R: Os partidos de oposição, exceto o PPS, estão vivendo um momento de certa tensão interna por conta da definição de seus presidentes. Também não se sabe se o PSDB já fechou de vez com a candidatura de Aécio Neves. Se ela for lançada já em 2012, isso torna a oposição mais unida. Mas se ficar em aberto, como em 2006 e em 2010, será ruim, pois não vai existir nem discurso nem estratégia unificados. A oposição, nesse primeiro ano, vai encontrar dificuldades em fazer críticas mais fortes ao governo Dilma. É natural que se dê um certo tempo, quando o governo chega, para depois se fazer um balanço. Também muitos governadores eleitos pelo PSDB, com a centralização de recursos que o governo federal tem hoje, podem ficar mais cautelosos em partir para o ataque logo no primeiro momento porque precisam do dinheiro do PAC e de transferências.

Portal: Esse novo Congresso já chega com a imagem mais desgastada por conta dos aumentos do teto salarial aprovados recentemente?

R.I: A sinalização foi péssima para a imagem do Congresso.  Não há justificativa para um aumento desse porte e da forma como foi feito, de maneira abrupta. Os parlamentares vão ter que ficar na defensiva, mostrar serviço para justificar uma remuneração tão grande.  E agora deve haver um efeito cascata, com vereadores e deputados estaduais também querendo maiores salários.

Portal: Como podem ser interpretados os planos do deputado Tiririca de participar da Comissão de Educação e Cultura da Câmara?

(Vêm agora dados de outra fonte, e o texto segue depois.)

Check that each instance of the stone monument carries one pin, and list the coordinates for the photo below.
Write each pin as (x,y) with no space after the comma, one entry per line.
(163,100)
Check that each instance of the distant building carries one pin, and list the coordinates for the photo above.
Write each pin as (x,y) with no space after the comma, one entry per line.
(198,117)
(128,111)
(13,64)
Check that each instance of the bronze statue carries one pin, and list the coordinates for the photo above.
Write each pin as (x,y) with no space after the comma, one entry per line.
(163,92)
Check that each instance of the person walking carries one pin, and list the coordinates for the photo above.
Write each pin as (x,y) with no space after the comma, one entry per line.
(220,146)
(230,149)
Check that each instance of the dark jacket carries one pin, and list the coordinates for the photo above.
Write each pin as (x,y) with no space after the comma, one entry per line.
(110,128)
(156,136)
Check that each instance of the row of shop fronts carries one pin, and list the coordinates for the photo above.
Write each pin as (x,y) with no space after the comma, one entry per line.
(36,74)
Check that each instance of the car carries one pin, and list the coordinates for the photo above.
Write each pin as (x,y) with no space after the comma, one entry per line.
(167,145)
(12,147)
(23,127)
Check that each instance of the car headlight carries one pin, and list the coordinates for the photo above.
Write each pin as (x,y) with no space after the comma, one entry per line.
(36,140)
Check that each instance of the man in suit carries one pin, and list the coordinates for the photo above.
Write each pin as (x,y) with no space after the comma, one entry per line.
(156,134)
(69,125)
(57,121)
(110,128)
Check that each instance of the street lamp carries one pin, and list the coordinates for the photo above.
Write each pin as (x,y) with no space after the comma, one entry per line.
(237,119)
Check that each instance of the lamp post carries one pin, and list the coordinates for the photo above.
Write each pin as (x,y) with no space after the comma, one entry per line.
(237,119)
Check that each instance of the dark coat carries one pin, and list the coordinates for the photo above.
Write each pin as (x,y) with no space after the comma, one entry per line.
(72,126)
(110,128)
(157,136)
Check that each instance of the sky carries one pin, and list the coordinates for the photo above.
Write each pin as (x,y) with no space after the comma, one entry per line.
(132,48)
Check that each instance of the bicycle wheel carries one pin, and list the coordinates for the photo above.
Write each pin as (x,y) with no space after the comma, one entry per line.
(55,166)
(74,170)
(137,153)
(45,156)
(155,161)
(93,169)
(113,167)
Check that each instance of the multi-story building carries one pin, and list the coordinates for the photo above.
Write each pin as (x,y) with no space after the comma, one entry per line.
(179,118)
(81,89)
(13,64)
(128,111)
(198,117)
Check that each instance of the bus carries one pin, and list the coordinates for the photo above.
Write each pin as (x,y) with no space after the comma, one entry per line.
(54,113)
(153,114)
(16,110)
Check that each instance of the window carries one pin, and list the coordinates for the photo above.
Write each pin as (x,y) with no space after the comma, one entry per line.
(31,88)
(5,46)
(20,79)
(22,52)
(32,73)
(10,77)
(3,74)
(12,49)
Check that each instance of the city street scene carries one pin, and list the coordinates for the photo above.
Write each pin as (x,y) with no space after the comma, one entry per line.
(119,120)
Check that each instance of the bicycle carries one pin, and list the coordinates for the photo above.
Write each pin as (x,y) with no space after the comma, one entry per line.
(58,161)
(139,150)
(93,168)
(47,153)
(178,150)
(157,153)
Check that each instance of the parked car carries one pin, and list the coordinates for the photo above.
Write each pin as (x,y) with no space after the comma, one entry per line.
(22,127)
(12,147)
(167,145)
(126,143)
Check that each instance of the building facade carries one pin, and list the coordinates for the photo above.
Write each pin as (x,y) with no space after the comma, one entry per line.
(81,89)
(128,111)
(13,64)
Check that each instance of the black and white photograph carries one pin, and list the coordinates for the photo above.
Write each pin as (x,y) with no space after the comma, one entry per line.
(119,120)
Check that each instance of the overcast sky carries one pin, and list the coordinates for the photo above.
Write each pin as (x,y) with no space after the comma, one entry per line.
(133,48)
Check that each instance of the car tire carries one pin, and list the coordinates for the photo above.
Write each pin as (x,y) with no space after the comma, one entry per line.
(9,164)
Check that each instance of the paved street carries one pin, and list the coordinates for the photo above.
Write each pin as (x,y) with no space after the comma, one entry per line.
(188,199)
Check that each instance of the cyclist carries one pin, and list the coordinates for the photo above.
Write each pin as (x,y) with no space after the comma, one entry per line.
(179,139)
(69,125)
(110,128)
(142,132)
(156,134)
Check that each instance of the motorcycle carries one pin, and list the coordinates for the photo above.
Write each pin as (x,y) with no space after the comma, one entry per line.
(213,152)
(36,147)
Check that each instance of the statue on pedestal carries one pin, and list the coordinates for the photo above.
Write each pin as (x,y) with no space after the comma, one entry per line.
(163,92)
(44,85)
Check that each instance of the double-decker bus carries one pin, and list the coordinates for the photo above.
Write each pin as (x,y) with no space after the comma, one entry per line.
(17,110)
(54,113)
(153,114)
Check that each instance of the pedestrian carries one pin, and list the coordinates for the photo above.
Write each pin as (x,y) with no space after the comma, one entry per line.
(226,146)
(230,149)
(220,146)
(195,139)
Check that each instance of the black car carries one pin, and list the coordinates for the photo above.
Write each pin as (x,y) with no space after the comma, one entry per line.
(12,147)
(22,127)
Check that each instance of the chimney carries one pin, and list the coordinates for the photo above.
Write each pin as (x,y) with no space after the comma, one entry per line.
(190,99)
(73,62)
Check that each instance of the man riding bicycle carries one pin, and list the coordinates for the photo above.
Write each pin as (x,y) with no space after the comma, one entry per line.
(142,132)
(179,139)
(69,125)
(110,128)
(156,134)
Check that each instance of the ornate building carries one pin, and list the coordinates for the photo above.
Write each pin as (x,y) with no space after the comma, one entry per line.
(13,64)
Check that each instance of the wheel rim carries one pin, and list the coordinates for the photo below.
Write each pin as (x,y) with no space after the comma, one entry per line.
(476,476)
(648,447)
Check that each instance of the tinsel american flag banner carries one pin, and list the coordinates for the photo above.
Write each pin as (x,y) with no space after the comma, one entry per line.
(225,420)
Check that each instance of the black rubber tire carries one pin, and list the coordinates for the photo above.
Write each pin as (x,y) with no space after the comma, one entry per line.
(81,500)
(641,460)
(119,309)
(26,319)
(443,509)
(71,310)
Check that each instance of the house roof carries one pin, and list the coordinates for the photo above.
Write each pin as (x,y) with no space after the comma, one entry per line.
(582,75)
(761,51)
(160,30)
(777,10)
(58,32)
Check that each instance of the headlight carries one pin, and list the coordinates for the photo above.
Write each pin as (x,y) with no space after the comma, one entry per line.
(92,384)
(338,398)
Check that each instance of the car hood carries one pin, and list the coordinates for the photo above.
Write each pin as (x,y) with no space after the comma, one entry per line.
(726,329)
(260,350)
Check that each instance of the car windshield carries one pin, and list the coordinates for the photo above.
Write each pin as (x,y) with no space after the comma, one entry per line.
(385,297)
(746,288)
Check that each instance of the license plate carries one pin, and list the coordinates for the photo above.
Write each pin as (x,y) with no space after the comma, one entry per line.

R.I: O Tiririca, agora que foi eleito e teve sua candidatura ratificada, deve ser tratado como qualquer deputado federal. Não cabe distinção, ele representa um segmento do estado de São Paulo. A grande dúvida é se figuras como o Tiririca, o Romário e outros realmente vão conseguir se adaptar à rotina de deputados. Outro ponto é saber de que maneira eles podem usar o mandato para contribuir para algum debate, para o aperfeiçoamento de alguma lei, de alguma política pública. Se essa entrada na Comissão de Educação e Cultura tiver o intuito de pressionar pela elaboração de programas de erradicação do analfabetismo, principalmente entre adultos, ótimo. Chegou o momento de tirar a fantasia do palhaço Tiririca e assumir o deputado federal.